Anthony did what you're supposed to do in games like this—score.
Final Grade: B+
You've got to love the effort of Noah. So fierce (and out of place) was his competitive spirit that you'd have thought Chicago Bulls coach and noted disciplinarian Tom Thibodeau was secretly controlling his workhorse center's performance.
Noah hustled, ran back on defense and hit the glass. He scored eight points and pulled down 10 boards in just 16 minutes.
And as I mentioned earlier, the glass wasn't all he hit. Just ask Paul.
Because nobody has ever played an All-Star game like it was the last one of his life, Noah gets a special grade.
Final Grade: A for effort
Western Conference All-Stars
While Noah played hard every second he was on the floor, Bryant turned things up for just about six minutes.

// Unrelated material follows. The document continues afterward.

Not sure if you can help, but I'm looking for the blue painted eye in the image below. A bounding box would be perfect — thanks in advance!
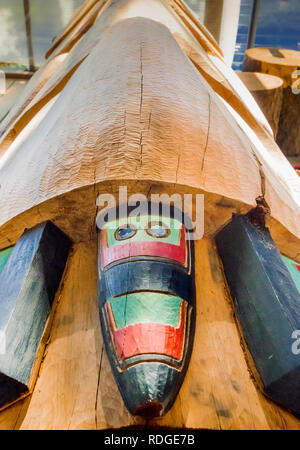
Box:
[146,222,170,238]
[115,223,137,241]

But his sudden effort spike had a purpose. He was trying to send a message to LeBron James.
Kobe finished with just nine points and eight assists on 4-of-9 shooting, but his two blocks will be the enduring statistical takeaway from Sunday's game. They symbolized his complete antipathy to let the alpha dog collar slip away without a fight.
Final Grade: A-
Durant pumped in 19 first-half points and punctuated them with a few appropriately Thunderous dunks.
For the bulk of the game, it certainly appeared that KD had a solid grip on the MVP award, and his final total of 30 points were more than anyone managed on either team. But his scoring output couldn't match Paul's overall offensive dominance.

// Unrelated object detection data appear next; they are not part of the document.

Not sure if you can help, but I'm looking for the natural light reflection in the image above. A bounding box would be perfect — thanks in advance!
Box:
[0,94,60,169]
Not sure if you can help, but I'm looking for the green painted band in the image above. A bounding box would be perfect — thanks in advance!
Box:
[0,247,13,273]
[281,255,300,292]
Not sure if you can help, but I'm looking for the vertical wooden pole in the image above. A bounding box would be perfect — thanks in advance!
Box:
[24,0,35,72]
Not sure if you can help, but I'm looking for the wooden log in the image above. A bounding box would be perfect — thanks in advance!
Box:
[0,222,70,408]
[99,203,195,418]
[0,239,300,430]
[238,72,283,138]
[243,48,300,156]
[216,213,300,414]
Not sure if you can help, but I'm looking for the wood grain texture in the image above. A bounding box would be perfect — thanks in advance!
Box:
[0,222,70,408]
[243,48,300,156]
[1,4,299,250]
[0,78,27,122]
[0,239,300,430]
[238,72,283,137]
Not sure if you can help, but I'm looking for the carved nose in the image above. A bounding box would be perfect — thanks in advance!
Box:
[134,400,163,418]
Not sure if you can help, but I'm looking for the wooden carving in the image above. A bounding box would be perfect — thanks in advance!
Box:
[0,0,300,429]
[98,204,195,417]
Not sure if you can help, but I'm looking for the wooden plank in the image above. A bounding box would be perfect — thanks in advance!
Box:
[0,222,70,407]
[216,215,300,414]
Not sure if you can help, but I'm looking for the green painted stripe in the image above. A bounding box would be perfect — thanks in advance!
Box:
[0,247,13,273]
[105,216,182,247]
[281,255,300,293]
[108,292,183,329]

Still, KD has plenty to be proud of.
By eclipsing the 30-point mark for the third straight All-Star game, Durant set a new NBA record. In fact, he broke his own mark, as nobody before him had ever pulled off the feat in even two consecutive All-Star contests.
It certainly helped that he got up 24 shots, but with so many of them being of the rim-rattling variety, it's hard to fault him for that.
Final Grade: A-
You're not going to believe this, but Blake Griffin got in a few dunks during the 2013 All-Star Game. Amazing, right?

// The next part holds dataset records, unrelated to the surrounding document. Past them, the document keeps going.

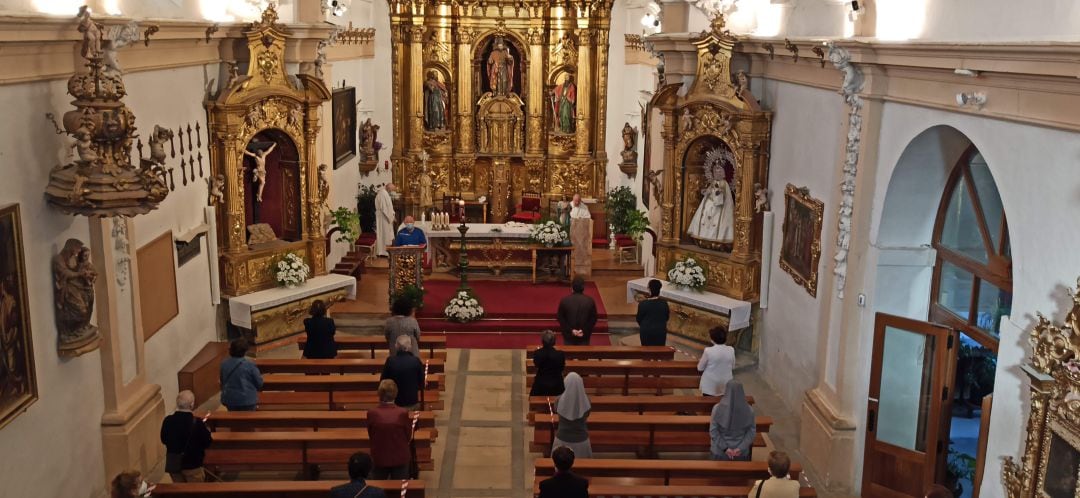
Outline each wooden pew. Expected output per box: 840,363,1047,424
525,346,675,361
255,358,446,374
206,410,437,435
534,458,802,483
532,481,818,498
526,360,701,395
153,481,424,498
297,334,446,360
204,429,434,475
259,374,444,410
529,412,772,458
529,394,754,414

Griffin was the beneficiary of a handful of lobs from Paul, which made the game look an awful lot like most of the regular-season contests the two have played this year.
Considering Griffin dominated the commercial breaks with his consistently excellent Kia ads and threw down plenty of highlight jams, he's deserving of high marks. He ended up with 19 points on 9-of-11 dunking...I mean "shooting."
Final Grade: B+
Thanks to some less-than-committed defense, assists weren't all that tough to come by. But that's no reason to penalize CP3, who took advantage of plenty of open passing lanes en route to 15 dimes and the game's highest individual honor.
CP3 found Griffin plenty of times for a few of their signature Lob City specials and spent the fourth quarter torching the East from long distance.
For his troubles, Paul took home a trophy, but also received a busted lip at the hands (elbows, actually) of Noah. Who says everybody takes it easy in the All-Star game?
Final Grade: A
It's got to be tough to be the only player on the West team to put up a goose egg. I mean, they scored 143 points as a whole, so you'd think LaMarcus Aldridge could have found his way to one measly bucket.
But alas, it wasn't to be.
Aldridge went scoreless, and only got up a pair of shots in 11 minutes. KG also failed to score, but his appearance for the East was a little different—he was just around to start, say "hi" to everyone, and sit back down.
To his credit, L.A. found other ways to contribute, pulling down four boards and blocking a pair of shots. But zero points? Really?
Sometimes, you have to make the tough decisions when you're handing out very official grades such as these. With a heavy heart, I hereby fail Aldridge.